With Chinese wages rising at about 17 percent per year and the value of the yuan continuing to increase, the gap between U.S. and Chinese wages is narrowing rapidly. Meanwhile, flexible work rules and a host of government incentives are making many states—including Mississippi, South Carolina, and Alabama—increasingly competitive as low-cost bases for supplying the U.S. market.
“All over China, wages are climbing at 15 to 20 percent a year because of the supply-and-demand imbalance for skilled labor,” said Harold L. Sirkin, a BCG senior partner. “We expect net labor costs for manufacturing in China and the U.S. to converge by around 2015. As a result of the changing economics, you’re going to see a lot more products ‘Made in the USA’ in the next five years.”
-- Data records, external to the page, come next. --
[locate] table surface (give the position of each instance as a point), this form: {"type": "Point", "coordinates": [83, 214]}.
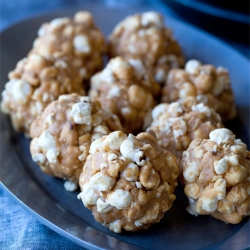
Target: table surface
{"type": "Point", "coordinates": [19, 229]}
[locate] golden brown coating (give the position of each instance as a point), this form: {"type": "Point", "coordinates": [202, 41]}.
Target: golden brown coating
{"type": "Point", "coordinates": [78, 38]}
{"type": "Point", "coordinates": [127, 181]}
{"type": "Point", "coordinates": [63, 134]}
{"type": "Point", "coordinates": [127, 89]}
{"type": "Point", "coordinates": [34, 83]}
{"type": "Point", "coordinates": [209, 84]}
{"type": "Point", "coordinates": [217, 177]}
{"type": "Point", "coordinates": [175, 125]}
{"type": "Point", "coordinates": [145, 37]}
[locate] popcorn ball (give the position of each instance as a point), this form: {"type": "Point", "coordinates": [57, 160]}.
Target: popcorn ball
{"type": "Point", "coordinates": [33, 84]}
{"type": "Point", "coordinates": [175, 125]}
{"type": "Point", "coordinates": [78, 38]}
{"type": "Point", "coordinates": [63, 134]}
{"type": "Point", "coordinates": [145, 37]}
{"type": "Point", "coordinates": [217, 177]}
{"type": "Point", "coordinates": [208, 84]}
{"type": "Point", "coordinates": [127, 89]}
{"type": "Point", "coordinates": [127, 181]}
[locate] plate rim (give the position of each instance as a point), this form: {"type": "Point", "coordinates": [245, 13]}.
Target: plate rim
{"type": "Point", "coordinates": [44, 220]}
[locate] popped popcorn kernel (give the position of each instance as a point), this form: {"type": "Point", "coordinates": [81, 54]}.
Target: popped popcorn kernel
{"type": "Point", "coordinates": [62, 136]}
{"type": "Point", "coordinates": [221, 178]}
{"type": "Point", "coordinates": [133, 192]}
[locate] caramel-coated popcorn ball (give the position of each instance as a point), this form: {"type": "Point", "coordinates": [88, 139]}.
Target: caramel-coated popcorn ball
{"type": "Point", "coordinates": [63, 134]}
{"type": "Point", "coordinates": [127, 181]}
{"type": "Point", "coordinates": [175, 125]}
{"type": "Point", "coordinates": [78, 38]}
{"type": "Point", "coordinates": [217, 177]}
{"type": "Point", "coordinates": [145, 37]}
{"type": "Point", "coordinates": [209, 84]}
{"type": "Point", "coordinates": [33, 84]}
{"type": "Point", "coordinates": [127, 89]}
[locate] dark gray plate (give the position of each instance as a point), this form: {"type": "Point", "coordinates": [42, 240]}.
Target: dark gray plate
{"type": "Point", "coordinates": [45, 197]}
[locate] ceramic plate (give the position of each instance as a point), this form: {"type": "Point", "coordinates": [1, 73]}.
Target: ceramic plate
{"type": "Point", "coordinates": [45, 197]}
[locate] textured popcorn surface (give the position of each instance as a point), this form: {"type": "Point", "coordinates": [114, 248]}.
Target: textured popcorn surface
{"type": "Point", "coordinates": [145, 37]}
{"type": "Point", "coordinates": [207, 83]}
{"type": "Point", "coordinates": [127, 89]}
{"type": "Point", "coordinates": [34, 83]}
{"type": "Point", "coordinates": [78, 38]}
{"type": "Point", "coordinates": [216, 172]}
{"type": "Point", "coordinates": [175, 125]}
{"type": "Point", "coordinates": [127, 181]}
{"type": "Point", "coordinates": [64, 132]}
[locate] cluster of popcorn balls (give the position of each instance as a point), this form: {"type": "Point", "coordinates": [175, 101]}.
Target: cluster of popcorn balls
{"type": "Point", "coordinates": [127, 133]}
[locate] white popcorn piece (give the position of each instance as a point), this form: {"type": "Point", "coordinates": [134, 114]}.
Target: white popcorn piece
{"type": "Point", "coordinates": [191, 172]}
{"type": "Point", "coordinates": [219, 85]}
{"type": "Point", "coordinates": [222, 136]}
{"type": "Point", "coordinates": [158, 110]}
{"type": "Point", "coordinates": [20, 89]}
{"type": "Point", "coordinates": [192, 66]}
{"type": "Point", "coordinates": [115, 226]}
{"type": "Point", "coordinates": [152, 17]}
{"type": "Point", "coordinates": [118, 63]}
{"type": "Point", "coordinates": [81, 113]}
{"type": "Point", "coordinates": [39, 157]}
{"type": "Point", "coordinates": [175, 107]}
{"type": "Point", "coordinates": [131, 172]}
{"type": "Point", "coordinates": [130, 151]}
{"type": "Point", "coordinates": [209, 205]}
{"type": "Point", "coordinates": [50, 118]}
{"type": "Point", "coordinates": [160, 75]}
{"type": "Point", "coordinates": [202, 109]}
{"type": "Point", "coordinates": [120, 199]}
{"type": "Point", "coordinates": [139, 68]}
{"type": "Point", "coordinates": [220, 188]}
{"type": "Point", "coordinates": [115, 91]}
{"type": "Point", "coordinates": [181, 128]}
{"type": "Point", "coordinates": [114, 140]}
{"type": "Point", "coordinates": [221, 166]}
{"type": "Point", "coordinates": [96, 145]}
{"type": "Point", "coordinates": [89, 195]}
{"type": "Point", "coordinates": [101, 182]}
{"type": "Point", "coordinates": [103, 206]}
{"type": "Point", "coordinates": [81, 43]}
{"type": "Point", "coordinates": [112, 157]}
After adjustments are made to account for American workers’ relatively higher productivity, wage rates in Chinese cities such as Shanghai and Tianjin are expected to be about only 30 percent cheaper than rates in low-cost U.S. states. And since wage rates account for 20 to 30 percent of a product’s total cost, manufacturing in China will be only 10 to 15 percent cheaper than in the U.S.—even before inventory and shipping costs are considered. After those costs are factored in, the total cost advantage will drop to single digits or be erased entirely, Sirkin said.
All well and good, but what does all of this mean now for YOUR manufacturing and what will it mean five years from now and what should you do about it?
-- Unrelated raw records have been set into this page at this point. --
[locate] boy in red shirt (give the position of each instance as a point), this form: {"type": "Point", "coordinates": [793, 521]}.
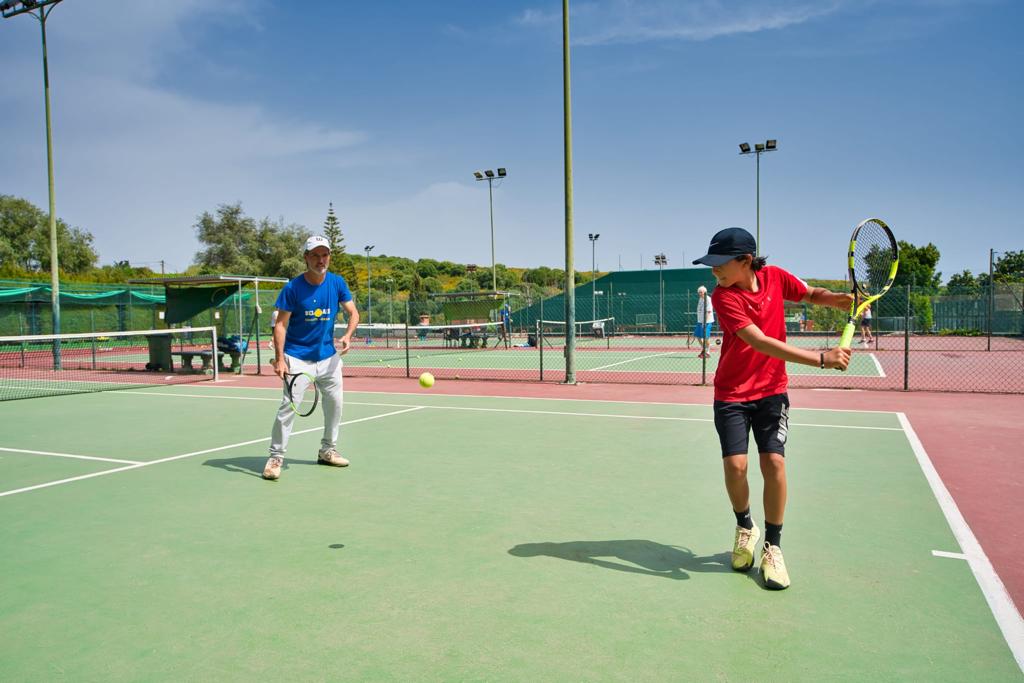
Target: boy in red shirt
{"type": "Point", "coordinates": [751, 384]}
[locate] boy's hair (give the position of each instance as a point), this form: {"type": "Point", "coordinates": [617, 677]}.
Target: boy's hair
{"type": "Point", "coordinates": [757, 262]}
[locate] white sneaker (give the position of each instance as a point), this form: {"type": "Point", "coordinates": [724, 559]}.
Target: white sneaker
{"type": "Point", "coordinates": [271, 470]}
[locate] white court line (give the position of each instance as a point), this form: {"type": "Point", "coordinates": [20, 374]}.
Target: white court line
{"type": "Point", "coordinates": [1004, 609]}
{"type": "Point", "coordinates": [584, 400]}
{"type": "Point", "coordinates": [634, 359]}
{"type": "Point", "coordinates": [189, 455]}
{"type": "Point", "coordinates": [952, 556]}
{"type": "Point", "coordinates": [878, 365]}
{"type": "Point", "coordinates": [507, 410]}
{"type": "Point", "coordinates": [69, 455]}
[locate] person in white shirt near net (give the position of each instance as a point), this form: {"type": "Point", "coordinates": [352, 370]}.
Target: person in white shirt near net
{"type": "Point", "coordinates": [706, 321]}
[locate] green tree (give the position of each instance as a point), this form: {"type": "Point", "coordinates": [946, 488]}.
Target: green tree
{"type": "Point", "coordinates": [280, 249]}
{"type": "Point", "coordinates": [25, 240]}
{"type": "Point", "coordinates": [1009, 267]}
{"type": "Point", "coordinates": [341, 262]}
{"type": "Point", "coordinates": [916, 266]}
{"type": "Point", "coordinates": [230, 241]}
{"type": "Point", "coordinates": [427, 267]}
{"type": "Point", "coordinates": [964, 284]}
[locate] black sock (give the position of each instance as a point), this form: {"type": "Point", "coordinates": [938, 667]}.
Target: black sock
{"type": "Point", "coordinates": [743, 519]}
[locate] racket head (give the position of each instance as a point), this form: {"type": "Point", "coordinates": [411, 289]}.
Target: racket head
{"type": "Point", "coordinates": [302, 392]}
{"type": "Point", "coordinates": [873, 259]}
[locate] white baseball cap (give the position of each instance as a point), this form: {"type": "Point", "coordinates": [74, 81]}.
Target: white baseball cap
{"type": "Point", "coordinates": [314, 242]}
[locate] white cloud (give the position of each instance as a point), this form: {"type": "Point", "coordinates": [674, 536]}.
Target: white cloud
{"type": "Point", "coordinates": [609, 22]}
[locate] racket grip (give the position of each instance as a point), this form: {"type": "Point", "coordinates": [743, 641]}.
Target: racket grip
{"type": "Point", "coordinates": [847, 338]}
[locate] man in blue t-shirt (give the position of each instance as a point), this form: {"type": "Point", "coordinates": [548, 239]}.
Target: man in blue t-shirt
{"type": "Point", "coordinates": [303, 342]}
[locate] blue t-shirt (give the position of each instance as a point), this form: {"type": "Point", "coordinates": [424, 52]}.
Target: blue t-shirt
{"type": "Point", "coordinates": [313, 308]}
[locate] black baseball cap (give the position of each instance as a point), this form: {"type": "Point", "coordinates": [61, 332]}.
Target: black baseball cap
{"type": "Point", "coordinates": [727, 245]}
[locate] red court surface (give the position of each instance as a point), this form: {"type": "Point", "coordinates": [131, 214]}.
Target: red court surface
{"type": "Point", "coordinates": [974, 440]}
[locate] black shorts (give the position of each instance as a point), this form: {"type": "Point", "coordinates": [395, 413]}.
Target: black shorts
{"type": "Point", "coordinates": [768, 417]}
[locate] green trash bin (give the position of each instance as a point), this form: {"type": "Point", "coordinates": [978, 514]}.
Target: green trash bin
{"type": "Point", "coordinates": [160, 353]}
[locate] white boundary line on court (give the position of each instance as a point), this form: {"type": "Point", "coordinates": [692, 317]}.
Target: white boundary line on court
{"type": "Point", "coordinates": [611, 416]}
{"type": "Point", "coordinates": [633, 359]}
{"type": "Point", "coordinates": [1004, 609]}
{"type": "Point", "coordinates": [69, 455]}
{"type": "Point", "coordinates": [188, 455]}
{"type": "Point", "coordinates": [952, 556]}
{"type": "Point", "coordinates": [204, 387]}
{"type": "Point", "coordinates": [878, 365]}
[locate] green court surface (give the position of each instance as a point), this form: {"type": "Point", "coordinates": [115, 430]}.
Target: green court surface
{"type": "Point", "coordinates": [471, 539]}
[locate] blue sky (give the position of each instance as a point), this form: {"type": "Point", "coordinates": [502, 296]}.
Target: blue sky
{"type": "Point", "coordinates": [906, 110]}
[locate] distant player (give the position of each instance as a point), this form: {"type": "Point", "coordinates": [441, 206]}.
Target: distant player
{"type": "Point", "coordinates": [751, 384]}
{"type": "Point", "coordinates": [865, 328]}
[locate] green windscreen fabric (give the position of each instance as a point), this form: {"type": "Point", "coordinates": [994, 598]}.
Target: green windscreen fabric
{"type": "Point", "coordinates": [185, 302]}
{"type": "Point", "coordinates": [470, 310]}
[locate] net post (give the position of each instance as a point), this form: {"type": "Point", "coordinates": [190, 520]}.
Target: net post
{"type": "Point", "coordinates": [259, 359]}
{"type": "Point", "coordinates": [216, 360]}
{"type": "Point", "coordinates": [408, 313]}
{"type": "Point", "coordinates": [906, 343]}
{"type": "Point", "coordinates": [991, 291]}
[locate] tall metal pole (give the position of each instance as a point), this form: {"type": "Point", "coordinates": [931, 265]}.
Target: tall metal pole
{"type": "Point", "coordinates": [758, 182]}
{"type": "Point", "coordinates": [569, 266]}
{"type": "Point", "coordinates": [370, 305]}
{"type": "Point", "coordinates": [54, 257]}
{"type": "Point", "coordinates": [491, 201]}
{"type": "Point", "coordinates": [660, 296]}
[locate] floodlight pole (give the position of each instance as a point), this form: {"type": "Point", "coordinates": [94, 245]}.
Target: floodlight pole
{"type": "Point", "coordinates": [759, 148]}
{"type": "Point", "coordinates": [660, 260]}
{"type": "Point", "coordinates": [488, 175]}
{"type": "Point", "coordinates": [569, 260]}
{"type": "Point", "coordinates": [370, 306]}
{"type": "Point", "coordinates": [8, 11]}
{"type": "Point", "coordinates": [491, 204]}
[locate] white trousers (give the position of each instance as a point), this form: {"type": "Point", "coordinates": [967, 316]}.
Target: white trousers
{"type": "Point", "coordinates": [328, 374]}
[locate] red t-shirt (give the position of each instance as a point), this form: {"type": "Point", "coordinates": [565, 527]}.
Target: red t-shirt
{"type": "Point", "coordinates": [744, 374]}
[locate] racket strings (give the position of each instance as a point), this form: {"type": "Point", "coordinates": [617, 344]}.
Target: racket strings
{"type": "Point", "coordinates": [873, 255]}
{"type": "Point", "coordinates": [302, 391]}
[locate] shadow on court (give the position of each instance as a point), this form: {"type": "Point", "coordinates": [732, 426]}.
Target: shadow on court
{"type": "Point", "coordinates": [250, 465]}
{"type": "Point", "coordinates": [646, 557]}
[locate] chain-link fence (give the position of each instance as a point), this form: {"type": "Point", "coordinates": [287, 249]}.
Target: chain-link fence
{"type": "Point", "coordinates": [915, 341]}
{"type": "Point", "coordinates": [918, 340]}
I have always been fascinated by economics and the differences between the macro and micro sides of things. When we read that sales of cars are expected to increase 3% next year, our first presumption is that this likely will mean VW, Honda, GM and Ford will all likely see their sales increase about 3% next year. But of course, nothing could be further from the truth.
I remember during the Asian crisis of 1997 hearing a news report of how exports from the United States to Korea were down about 20% (I admit I am guessing on this number) but that exports of quinces (I think it was quinces) had fallen from $20 million a year to zero. In other words, Korea’s tough economic situation had completely ended the buying of quinces.
I am seeing the same sort of disparate impact when it comes to manufacturing costs. It is all well and good to say China’s wage increases are reducing or eliminating its cost advantage as compared to the United States, but that means almost nothing for each individual business. Our international manufacturing lawyers are always asking our clients about their costs and about their decisions on where to manufacture and here is some of what we have been hearing:
- Company that makes a high end but fairly simple wood pet product wanted to manufacture in the US, but the cost to do so was four times higher than in China. His explanation was that the manufacturing was very labor intensive and so China had a clear edge. A few years later they were having this product made in Thailand.
- Company that makes a very complicated, very large, and very expensive piece of equipment told me that its costs to make this equipment are “about the same in the US as in China.” The reason is that so many American engineers need to be in China to oversee things and to check quality. The company wants to retain its dual-country manufacturing capacity but unless it can raise productivity in China it expects to shut down in China within the next five years.
- Company that makes environmental equipment is moving “some” of its manufacturing to China. It expects production costs to be “a lot” higher there during the first few years but is going there anyway because of the “psychological and political importance of being able to say they manufacture in China.” They believe their manufacturing in China will greatly increase their sales in China.
- Clothing company that was making 100% of its items in China is in the process of moving about half of its production to Vietnam and to Cambodia. It is doing so because its labor costs will be considerably less in those two countries, even accounting for productivity differences.
I could go on and on, but the point here is that the macro numbers are just the starting point for an individual business.
What are you seeing/hearing/doing out there by way of manufacturing? Is this really the end of cheap China?